Laborers spokesman David Miller declined to confirm the decision, but said leaders of the 800,000-member union representing construction workers would have more to say after a meeting on Sunday. Trumka told the AFL-CIO’s executive council last week that the move would become final in October.
The Laborers and five other unions bolted from the federation in 2005 in a bitter dispute that damaged the AFL-CIO’s political heft and sapped millions in dues from its budget.
Led by Service Employees International Union president Andy Stern, the breakaway unions formed the rival Change to Win federation amid complaints that the AFL-CIO wasn’t doing enough to organize new workers and halt the steady decline in union membership and influence.
Trumka has made a major push for unity since he was named AFL-CIO president last September, rekindling closer relationships with SEIU, the Teamsters, the United Food & Commercial Workers and the United Farm Workers — the four remaining Change to Win members.
The Laborers are the second union to come back to the AFL-CIO. Last year, the union of hotel, restaurant and clothing workers known as UNITE HERE also rejoined.
While Change to Win has helped its unions become more sophisticated and aggressive in organizing drives, critics say it never became a viable challenger to the 55-year-old AFL-CIO as a new model for organized labor.
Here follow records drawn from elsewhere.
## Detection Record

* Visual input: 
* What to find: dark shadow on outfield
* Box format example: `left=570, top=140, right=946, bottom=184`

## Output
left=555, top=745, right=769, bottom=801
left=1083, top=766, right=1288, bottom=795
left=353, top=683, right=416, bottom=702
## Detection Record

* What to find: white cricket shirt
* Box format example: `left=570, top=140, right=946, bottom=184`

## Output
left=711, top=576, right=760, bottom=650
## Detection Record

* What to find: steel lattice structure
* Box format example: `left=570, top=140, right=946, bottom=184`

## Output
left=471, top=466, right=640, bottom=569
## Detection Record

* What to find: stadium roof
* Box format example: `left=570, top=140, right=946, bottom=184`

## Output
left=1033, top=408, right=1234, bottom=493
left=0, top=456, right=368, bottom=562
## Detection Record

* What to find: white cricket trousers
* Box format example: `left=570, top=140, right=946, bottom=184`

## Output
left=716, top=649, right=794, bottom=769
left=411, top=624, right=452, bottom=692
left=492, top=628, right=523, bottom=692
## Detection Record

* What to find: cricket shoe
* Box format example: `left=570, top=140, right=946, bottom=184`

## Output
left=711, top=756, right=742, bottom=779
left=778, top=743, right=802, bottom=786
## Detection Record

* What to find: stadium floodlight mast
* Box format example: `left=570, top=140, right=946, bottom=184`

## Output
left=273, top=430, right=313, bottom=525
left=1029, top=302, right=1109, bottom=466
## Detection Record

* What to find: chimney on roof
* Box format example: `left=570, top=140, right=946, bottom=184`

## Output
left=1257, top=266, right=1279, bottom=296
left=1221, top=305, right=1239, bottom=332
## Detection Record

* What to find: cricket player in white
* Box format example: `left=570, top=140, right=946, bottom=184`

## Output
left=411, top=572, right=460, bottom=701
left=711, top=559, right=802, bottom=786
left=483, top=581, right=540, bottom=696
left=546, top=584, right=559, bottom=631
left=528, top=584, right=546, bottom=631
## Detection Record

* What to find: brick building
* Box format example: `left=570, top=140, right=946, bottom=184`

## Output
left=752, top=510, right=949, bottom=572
“It’s an organization that never really got off the ground,” said Nelson Lichtenstein, a labor historian at the University of California, Santa Barbara. “Everything Change to Win did could have been done inside the AFL-CIO.”
Stern retired as president of the SEIU earlier this year. This week, his top lieutenant, Anna Burger, left her posts as head of Change to Win and as secretary-treasurer of SEIU.
Spokeswoman Amy Weiss said the point of Change to Win was not to create a mirror image of the AFL-CIO.
“Change to Win has enabled its member unions to strategize and coordinate in new ways, and its critical early endorsement of Barack Obama helped set the stage for the general election,” Weiss said.
Lichtenstein said Change to Win was mostly a vehicle for Stern, whose brash ideas clashed with leaders at the AFL-CIO. He predicted that “it’s only a matter of time” before the remaining breakaway unions fall back into the fold.
But the four remaining unions in Change to Win have given no indication they are ready to make that move yet. SEIU’s new president, Mary Kay Henry, has steered clear of such talk, saying her union and others have shown they can coordinate on political campaigns and labor’s legislative agenda without being part of the same federation.
“Whether they reaffiliate or not, everyone is trying to make peace and go forward and unite as a labor movement,” said Kate Bronfenbrenner, director of labor education research at Cornell University’s School of Industrial and Labor Relations. “We may see one federation at some point, but right now there’s an effort to be one labor movement.”